If 4.3ghz proves stable I'll go for 4.4.  Is 1.4v the max for air cooled?


edit: it crashed after 5 mins of prime.


----------



## Vario (Jan 20, 2013)

Using intel burn test, it says I am stable at 4.1ghz on standard setting. Voltage I set back to auto.  Maybe I'll just leave it here.  Temps got as high as 73 during burn test.  Idle is around 30.

Edit: also this is a microcenter 3570k, the stepping is 9 and the revision is E1 if that helps. 

Should I be disabling the turbo boost feature when I overclock?


----------



## ruff0r (Jan 20, 2013)

BarbaricSoul said:


> You may need more voltage. I need 1.3 volts in bios(1.28 volts in CPUZ) to get over 4.2ghz stable with my 2600k



I guess my 1.21V for 4,2ghz is lucky then? what temps under load do you got ? like prime 95



amp281 said:


> Okay so I am at 4.3ghz and 1.32v.  Maybe a stinker of a chip.  Temps are only 65 under prime 95.
> If 4.3ghz proves stable I'll go for 4.4.  Is 1.4v the max for air cooled?
> edit: it crashed after 5 mins of prime.
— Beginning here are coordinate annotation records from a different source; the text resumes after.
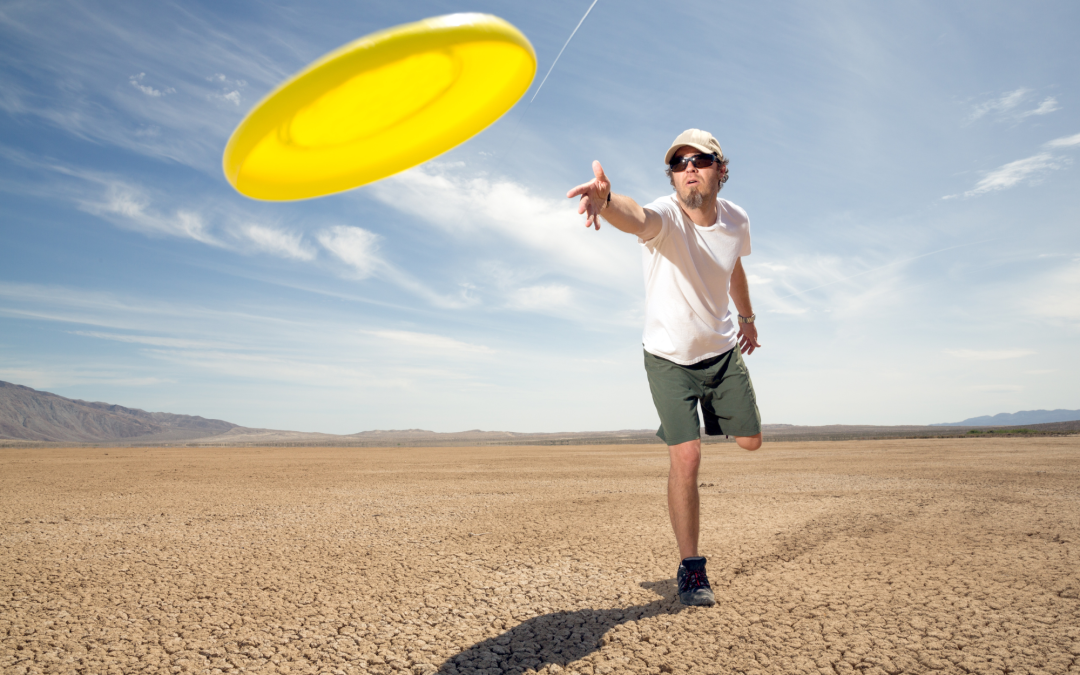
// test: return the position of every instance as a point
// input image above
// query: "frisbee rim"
(364, 54)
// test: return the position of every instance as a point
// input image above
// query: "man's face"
(696, 186)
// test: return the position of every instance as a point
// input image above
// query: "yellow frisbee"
(377, 106)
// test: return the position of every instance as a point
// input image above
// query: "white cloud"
(1002, 104)
(481, 206)
(355, 246)
(1065, 142)
(1014, 173)
(278, 242)
(541, 298)
(988, 354)
(129, 206)
(152, 340)
(1048, 106)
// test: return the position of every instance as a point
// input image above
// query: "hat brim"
(672, 150)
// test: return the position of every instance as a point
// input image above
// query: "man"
(691, 245)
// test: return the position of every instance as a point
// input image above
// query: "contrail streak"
(563, 50)
(882, 267)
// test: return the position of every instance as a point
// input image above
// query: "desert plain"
(872, 557)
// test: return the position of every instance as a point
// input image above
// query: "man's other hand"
(594, 194)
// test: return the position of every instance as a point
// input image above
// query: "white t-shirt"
(687, 277)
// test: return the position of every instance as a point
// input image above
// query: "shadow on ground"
(558, 637)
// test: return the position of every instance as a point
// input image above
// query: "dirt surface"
(888, 556)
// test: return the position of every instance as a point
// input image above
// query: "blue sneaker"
(693, 586)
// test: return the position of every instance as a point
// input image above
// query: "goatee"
(693, 200)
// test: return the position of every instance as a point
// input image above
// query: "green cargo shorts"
(720, 383)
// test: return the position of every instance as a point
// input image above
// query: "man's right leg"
(683, 501)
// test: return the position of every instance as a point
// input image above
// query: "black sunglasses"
(699, 161)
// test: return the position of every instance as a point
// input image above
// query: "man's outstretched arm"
(622, 212)
(740, 295)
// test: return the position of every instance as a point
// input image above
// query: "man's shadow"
(558, 637)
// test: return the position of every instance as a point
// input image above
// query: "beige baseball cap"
(694, 138)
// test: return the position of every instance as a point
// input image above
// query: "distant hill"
(1011, 419)
(30, 415)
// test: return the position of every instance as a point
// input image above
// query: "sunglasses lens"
(700, 161)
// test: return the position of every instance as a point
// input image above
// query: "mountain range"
(1012, 419)
(28, 415)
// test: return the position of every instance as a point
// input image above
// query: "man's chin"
(692, 199)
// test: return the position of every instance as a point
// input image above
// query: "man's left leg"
(684, 505)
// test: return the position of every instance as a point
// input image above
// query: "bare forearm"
(629, 216)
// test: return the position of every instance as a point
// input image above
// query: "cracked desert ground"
(883, 556)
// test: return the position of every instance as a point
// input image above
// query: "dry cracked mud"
(872, 557)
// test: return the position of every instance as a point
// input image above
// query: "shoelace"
(693, 580)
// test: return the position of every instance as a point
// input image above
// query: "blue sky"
(910, 172)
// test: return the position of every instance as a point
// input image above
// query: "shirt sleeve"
(745, 232)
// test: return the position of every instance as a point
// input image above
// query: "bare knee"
(686, 458)
(750, 443)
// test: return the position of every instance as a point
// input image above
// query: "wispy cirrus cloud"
(359, 250)
(1008, 106)
(501, 210)
(136, 81)
(1029, 170)
(542, 298)
(1001, 104)
(277, 242)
I would recommand not more then  1.34V for daily 24/7 gaming under Aircooling, your CPU will die even faster with more V


----------



## Vario (Jan 20, 2013)

ruff0r said:


> I guess my 1.21V for 4,2ghz is lucky then? what temps under load do you got ? like prime 95
> 
> 
> 
> I would recommand not more then  1.34V for daily 24/7 gaming under Aircooling, your CPU will die even faster with more V



Mine will do 4.2 ghz at 1.21 volts but the second I put it over that it BSODS.  I don't know how stable it is at 4.2, but it seems 100% stable at 4.1 so I may just keep it there since its running at 60* C and no higher running p95 with my case fans on low setting, which seems excellent to me.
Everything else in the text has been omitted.